Number of pool processes should be taken carefully as pytorch ops could be multi-threaded and all that can lead to perf degradation if using too much processes. Let me know if this is what you were thinking of?

In case we would like to add something similar to ignite API, we have to think carefully about the public API...

vfdev-5 avatar May 03 '24 09:05 vfdev-5

Hi @vfdev-5 , thanks for this super example 👍 yes it covers most of my needs!

I have some questions:

  • What is the engine.state.storage, is it something internal? How does it work?
  • I am using ClearMLLogger and multiple Average metrics, how would they interact with the example you provided? More specifically: here we are writing the metric values directly to the engine.state.metrics, would the metrics/logger properly pick up the values of each iteration? How to ensure it?

H4dr1en avatar May 15 '24 12:05 H4dr1en

What is the engine.state.storage, is it something internal? How does it work?

It is just a user-defined list manually created on an Engine.state: validator.state.storage = [], not something ignite internal.

More specifically: here we are writing the metric values directly to the engine.state.metrics, would the metrics/logger properly pick up the values of each iteration? How to ensure it?

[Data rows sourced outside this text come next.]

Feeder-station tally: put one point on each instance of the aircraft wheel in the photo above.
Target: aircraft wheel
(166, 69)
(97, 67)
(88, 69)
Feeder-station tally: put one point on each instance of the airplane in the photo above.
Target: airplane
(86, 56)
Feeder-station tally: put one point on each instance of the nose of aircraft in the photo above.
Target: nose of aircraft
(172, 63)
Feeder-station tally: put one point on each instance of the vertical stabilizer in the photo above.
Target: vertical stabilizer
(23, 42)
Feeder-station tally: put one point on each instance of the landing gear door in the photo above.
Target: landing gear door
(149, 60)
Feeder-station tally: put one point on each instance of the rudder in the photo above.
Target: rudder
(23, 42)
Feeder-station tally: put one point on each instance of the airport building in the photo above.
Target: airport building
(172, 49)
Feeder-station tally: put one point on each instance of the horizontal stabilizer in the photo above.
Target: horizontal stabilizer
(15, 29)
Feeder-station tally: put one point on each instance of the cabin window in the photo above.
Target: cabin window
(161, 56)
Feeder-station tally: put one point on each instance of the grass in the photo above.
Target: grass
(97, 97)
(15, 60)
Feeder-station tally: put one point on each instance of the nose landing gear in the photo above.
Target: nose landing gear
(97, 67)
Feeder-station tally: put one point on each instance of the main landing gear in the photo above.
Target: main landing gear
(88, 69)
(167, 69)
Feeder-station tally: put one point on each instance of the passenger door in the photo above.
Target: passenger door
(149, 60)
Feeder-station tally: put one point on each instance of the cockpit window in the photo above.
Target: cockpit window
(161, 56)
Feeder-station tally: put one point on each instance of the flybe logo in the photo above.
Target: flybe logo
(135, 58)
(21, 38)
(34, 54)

Yes, loggers if configured to log metrics are taking values from engine.state.metrics: https://github.com/pytorch/ignite/blob/03747ec0ba23e7c34640cb7d55f04b093c97b33d/ignite/handlers/base_logger.py#L124

To ensure that loggers picks the value, you have to add its handler after gather_results handler. While debugging, you can check that handlers on the event are set in the desired order, for example:

event = Events.EPOCH_COMPLETED   # or Events.ITERATION_COMPLETED
print(engine._event_handlers[event])

vfdev-5 avatar May 15 '24 13:05 vfdev-5

That's perfect 💯 Closing the issue for now, this should do it 👍

H4dr1en avatar May 15 '24 13:05 H4dr1en